L'unique pièce était en piteux état. Des cadavres de bière tenaient compagnie à ceux de rats, l'humidité ambiante avait rongé le bois des quelques meubles encore présents et une odeur de renfermé insoutenable prenait la gorge comme un étau. Les vitres des fenêtres avaient été brisées, les éclats de verre éparpillés sur le sol crasseux. Des langues de moisissures léchaient les murs autrefois blancs. Ca et là des tags apportaient de la couleur : rouge sang, bleu roi, jaune fluo. Aurore eut un haut le coeur quand elle remarqua le bout de latex blanchâtre dans un coin. Les gens sont vraiment crades ! Elle embrassa l'ensemble de la pièce du regard, s'imaginant attachée dans ce décor digne d'un mauvais film gore. D'un coup, son plan ne lui parut plus aussi simple et elle fut tentée d'abandonner. Se rappeler le goût métallique du sang des proies qu'elle avait mangées finit de la convaincre de la nécéssité de l'entreprise si elle ne voulait jamais goûter celui de personnes innocentes. Elle était en partie animale mais elle garderait le contrôle, du moins l'espérait-elle. Une fois cette promesse faite à elle même, elle rentra chez elle.

Sylvia et Georges étaient aller se coucher de bonne heure, souhaitant à leur fille de faire de beaux rêves. Aurore attendait patiemment dans sa chambre que la maison soit totalement silencieuse. Cette nuit serait une nuit de cauchemar, elle le savait. Elle sentait son sang pulser à son cou, persuader d'être un danger pour elle même et pour les autres. Les volets étaient fermés, empêchant la lumière encore faible de la lune de pénetrer dans la pièce. Le sac à dos sur ses épaules, elle enfila ses baskets et se faufila discrètement dehors. L'herbe humide mouillait ses chaussures et elle accélera le pas. Il faisait quasi nuit, la lune déjà visible mais partiellement voilée par un épais nuage provoquait des picotements désagréables sur son épiderme. Elle se mit à sprinter et la maison abandonnée apparut au loin.

Elle dégonda la porte d'un coup de poing dont elle ne maîtrisait déjà plus la force. Des échardes verdâtres figées dans les phalanges, elle se pressa de sortir son matériel. Elle craignait de ne pas avoir le temps car déjà ses dents poussaient pour devenir des crocs. D'un clac sinistre, sa mâchoire se disloqua au moment où elle finissait de positionner la caméra sur son trépied.
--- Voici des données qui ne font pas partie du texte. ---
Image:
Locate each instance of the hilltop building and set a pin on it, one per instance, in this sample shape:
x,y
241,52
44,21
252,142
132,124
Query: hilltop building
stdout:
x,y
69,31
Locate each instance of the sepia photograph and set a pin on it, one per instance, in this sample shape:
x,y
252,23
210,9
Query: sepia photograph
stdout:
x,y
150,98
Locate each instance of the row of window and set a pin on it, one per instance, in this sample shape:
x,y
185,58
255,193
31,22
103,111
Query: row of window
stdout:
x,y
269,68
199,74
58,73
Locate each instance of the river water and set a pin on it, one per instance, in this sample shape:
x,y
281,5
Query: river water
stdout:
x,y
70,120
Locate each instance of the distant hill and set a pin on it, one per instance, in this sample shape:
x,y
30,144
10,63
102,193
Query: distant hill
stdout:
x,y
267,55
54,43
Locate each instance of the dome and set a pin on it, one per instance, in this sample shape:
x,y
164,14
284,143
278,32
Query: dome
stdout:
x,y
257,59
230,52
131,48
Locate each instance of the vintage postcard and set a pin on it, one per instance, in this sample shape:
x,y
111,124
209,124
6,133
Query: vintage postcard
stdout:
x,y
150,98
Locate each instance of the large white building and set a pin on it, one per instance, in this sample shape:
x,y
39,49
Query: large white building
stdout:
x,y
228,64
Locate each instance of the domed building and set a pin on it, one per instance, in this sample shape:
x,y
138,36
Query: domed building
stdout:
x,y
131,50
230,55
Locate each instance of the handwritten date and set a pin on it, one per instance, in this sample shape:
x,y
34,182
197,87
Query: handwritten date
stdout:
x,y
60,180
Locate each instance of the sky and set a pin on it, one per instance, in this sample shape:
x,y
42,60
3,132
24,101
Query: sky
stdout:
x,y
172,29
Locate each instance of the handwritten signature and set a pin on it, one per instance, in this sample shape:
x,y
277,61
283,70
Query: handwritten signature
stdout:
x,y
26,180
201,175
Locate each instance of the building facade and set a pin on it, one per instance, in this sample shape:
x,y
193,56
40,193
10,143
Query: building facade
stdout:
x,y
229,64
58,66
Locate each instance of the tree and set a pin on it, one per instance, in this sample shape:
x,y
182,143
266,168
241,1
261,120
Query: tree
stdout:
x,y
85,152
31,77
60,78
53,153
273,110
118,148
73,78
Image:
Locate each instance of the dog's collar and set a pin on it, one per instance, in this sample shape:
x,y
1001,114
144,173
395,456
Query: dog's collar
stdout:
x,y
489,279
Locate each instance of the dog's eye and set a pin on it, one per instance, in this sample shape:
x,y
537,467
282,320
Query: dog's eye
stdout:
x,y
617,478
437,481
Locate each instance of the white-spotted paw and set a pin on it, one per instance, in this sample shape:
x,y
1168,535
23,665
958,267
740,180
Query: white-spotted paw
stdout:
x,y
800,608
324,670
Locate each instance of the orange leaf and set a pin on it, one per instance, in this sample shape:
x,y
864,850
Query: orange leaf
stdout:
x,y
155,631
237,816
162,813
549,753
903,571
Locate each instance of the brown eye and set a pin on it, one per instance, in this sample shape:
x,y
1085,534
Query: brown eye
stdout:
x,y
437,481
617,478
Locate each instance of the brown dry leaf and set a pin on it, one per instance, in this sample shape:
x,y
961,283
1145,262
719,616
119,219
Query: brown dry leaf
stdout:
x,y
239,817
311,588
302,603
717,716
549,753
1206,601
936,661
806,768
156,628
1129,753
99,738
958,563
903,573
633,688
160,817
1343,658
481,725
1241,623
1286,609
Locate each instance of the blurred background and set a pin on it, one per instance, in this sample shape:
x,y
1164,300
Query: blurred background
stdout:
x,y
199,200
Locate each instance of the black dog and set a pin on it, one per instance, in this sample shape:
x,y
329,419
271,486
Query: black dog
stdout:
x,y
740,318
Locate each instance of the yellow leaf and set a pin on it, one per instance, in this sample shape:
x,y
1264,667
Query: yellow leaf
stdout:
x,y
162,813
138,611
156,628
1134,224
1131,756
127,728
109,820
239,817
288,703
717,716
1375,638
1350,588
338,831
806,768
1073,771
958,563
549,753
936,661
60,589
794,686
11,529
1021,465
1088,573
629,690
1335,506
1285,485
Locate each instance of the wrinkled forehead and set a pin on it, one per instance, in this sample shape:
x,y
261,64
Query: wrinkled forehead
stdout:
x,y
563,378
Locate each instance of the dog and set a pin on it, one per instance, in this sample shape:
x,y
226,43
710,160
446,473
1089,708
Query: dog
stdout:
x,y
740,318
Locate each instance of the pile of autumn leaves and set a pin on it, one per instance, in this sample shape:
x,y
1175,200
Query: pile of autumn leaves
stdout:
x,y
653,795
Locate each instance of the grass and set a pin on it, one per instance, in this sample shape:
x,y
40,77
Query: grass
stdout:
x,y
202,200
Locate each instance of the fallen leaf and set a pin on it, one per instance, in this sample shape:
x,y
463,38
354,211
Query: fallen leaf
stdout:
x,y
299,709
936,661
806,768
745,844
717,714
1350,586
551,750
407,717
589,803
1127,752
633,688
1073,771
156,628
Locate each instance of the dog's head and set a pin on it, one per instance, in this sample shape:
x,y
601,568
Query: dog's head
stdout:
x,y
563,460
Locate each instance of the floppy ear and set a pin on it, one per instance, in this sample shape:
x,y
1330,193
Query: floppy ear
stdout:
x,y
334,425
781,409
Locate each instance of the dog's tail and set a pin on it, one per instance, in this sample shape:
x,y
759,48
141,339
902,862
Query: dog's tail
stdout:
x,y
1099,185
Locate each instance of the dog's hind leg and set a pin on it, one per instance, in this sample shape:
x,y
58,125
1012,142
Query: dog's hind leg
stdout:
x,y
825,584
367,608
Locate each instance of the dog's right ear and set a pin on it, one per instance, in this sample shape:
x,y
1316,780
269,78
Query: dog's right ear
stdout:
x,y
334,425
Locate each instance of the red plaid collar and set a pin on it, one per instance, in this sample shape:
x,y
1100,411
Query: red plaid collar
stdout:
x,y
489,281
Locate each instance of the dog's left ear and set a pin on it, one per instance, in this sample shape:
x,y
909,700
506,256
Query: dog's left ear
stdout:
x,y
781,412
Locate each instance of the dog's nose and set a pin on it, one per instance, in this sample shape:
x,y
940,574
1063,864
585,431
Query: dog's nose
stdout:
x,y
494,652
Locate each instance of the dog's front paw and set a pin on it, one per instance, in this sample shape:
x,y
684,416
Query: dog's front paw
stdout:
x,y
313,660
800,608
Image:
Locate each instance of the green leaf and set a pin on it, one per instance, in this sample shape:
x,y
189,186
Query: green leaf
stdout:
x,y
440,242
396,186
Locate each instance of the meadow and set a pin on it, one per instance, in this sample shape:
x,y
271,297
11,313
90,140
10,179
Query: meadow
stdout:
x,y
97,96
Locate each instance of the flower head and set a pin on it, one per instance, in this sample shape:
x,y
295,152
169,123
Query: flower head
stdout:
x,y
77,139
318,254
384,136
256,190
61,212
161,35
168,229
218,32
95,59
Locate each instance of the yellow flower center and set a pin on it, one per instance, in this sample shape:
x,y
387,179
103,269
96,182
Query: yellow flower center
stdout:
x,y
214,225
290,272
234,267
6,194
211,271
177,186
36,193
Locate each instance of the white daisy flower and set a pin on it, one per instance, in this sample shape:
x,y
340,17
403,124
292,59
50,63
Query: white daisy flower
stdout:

Elle se hâta, menottant ses fins poignets de menottes épaisses. Elle eut un peu plus de mal avec le collier car une fourrure drue avait déjà remplacé sa peau lisse. Dans sa hâte, elle oublia la puce GPS. Elle repéra ensuite l'anneau d'acier figé dans le sol bétonné, passa la chaîne métallique dedans afin d'être totalement immobilisée. Au moment de fermer le cadenas de ses mains hybrides, elle se rendit compte d'une chose : elle serait prisonnière de ces liens solides sans personne pour la libérer une fois redevenue humaine ! Elle n'eut pas le loisir de réellement prendre conscience de cette atroce vérité car un éclair de douleur lui arracha un cri puis ce fut le noir complet.